The day after Mr Kabungulu’s murder, his family began to receive threats and was subjected to intimidation. His wife was forced to flee the country with her six children, first to Uganda and then to Canada, where they were granted asylum.
For 10 years, his family has never stopped trying to obtain justice, albeit in vain. A commission of investigation set up after his murder led to the opening of a trial and to the identification of the perpetrators, but the case got “lost” in the interstices of the courts and, since 2009, it has been impossible to find any trace of it.
Procedure before the Human Rights Committee
TRIAL International and the Canadian Centre for International Justice filed a complaint on behalf of Pascal Kabungulu’s family before the Human Rights Committee (HRC). They jointly demanded that the violations against the victim and his family be acknowledged, that the perpetrators be punished and that reparation be afforded to the victims.
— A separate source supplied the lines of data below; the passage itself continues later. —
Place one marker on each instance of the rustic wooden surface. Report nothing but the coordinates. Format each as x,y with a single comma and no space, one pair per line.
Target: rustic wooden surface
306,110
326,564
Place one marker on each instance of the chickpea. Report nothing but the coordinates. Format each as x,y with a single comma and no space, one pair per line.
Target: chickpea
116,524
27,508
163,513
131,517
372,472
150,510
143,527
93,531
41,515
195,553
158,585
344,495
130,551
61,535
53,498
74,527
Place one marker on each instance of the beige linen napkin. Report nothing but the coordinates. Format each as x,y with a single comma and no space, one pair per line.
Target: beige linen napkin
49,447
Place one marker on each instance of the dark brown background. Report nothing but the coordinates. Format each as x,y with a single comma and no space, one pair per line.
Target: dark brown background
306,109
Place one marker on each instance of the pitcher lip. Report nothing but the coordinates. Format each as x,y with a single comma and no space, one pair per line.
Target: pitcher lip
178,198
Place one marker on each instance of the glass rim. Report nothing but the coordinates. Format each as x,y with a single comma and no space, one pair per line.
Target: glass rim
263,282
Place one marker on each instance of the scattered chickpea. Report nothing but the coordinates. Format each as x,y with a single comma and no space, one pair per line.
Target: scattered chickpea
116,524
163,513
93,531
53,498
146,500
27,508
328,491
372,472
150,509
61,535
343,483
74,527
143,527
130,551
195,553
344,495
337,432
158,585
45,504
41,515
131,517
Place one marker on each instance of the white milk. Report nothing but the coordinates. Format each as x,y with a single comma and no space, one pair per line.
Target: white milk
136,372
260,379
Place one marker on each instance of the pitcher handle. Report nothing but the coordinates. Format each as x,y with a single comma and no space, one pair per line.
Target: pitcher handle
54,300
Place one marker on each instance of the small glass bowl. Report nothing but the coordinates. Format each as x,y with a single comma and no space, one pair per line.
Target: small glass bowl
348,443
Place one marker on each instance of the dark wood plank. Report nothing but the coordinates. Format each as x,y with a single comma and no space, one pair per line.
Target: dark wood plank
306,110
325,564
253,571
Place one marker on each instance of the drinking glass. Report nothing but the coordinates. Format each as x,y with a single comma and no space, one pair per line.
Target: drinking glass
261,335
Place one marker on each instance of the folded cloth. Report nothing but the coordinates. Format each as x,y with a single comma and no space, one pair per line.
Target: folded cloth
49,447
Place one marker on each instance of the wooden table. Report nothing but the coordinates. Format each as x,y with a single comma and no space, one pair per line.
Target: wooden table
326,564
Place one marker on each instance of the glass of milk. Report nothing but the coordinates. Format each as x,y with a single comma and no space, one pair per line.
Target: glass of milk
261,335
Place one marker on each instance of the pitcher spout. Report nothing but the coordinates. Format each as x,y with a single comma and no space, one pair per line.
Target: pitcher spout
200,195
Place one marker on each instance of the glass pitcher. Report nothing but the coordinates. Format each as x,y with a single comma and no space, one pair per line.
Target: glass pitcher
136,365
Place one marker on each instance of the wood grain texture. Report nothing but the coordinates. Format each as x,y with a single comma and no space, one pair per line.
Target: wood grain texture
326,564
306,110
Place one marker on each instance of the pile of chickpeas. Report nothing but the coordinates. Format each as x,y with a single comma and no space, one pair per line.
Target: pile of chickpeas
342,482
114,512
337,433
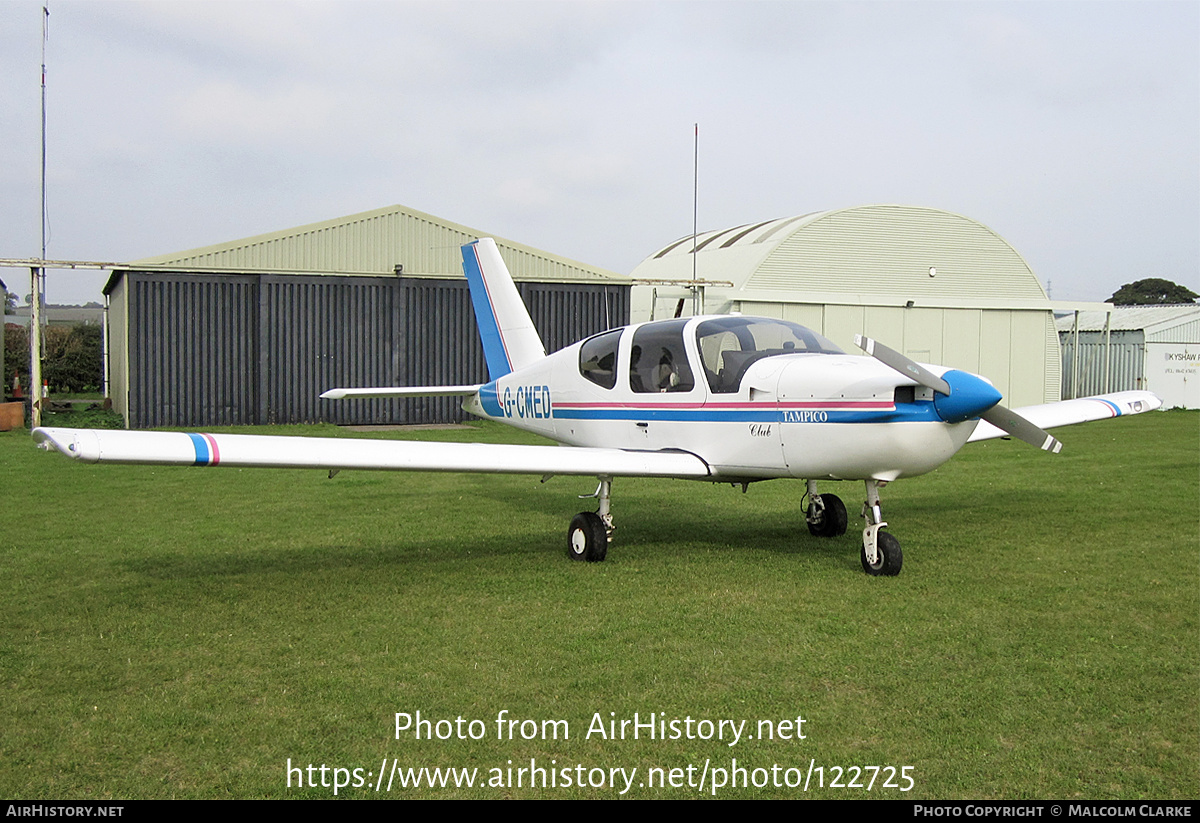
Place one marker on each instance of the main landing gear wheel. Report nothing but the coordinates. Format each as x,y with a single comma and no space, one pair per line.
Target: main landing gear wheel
587,539
826,516
888,556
On 12 January 2021, the HRC recognized that DRC had violated Kabungulu’s right to life and deprived his family of any access to an effective remedy by refusing to investigate the facts. It called on the DRC to pursue the investigation and criminal proceedings into Pascal Kubunglu’s murder in a prompt, effective and transparent manner and to provide his family with adequate compensation.
Mr Kabungulu’s murder is a highly symbolic case because it represents the very essence of violence committed against human rights defenders. Winning this case represents a further step towards better protection for human rights defenders within a deleterious national context.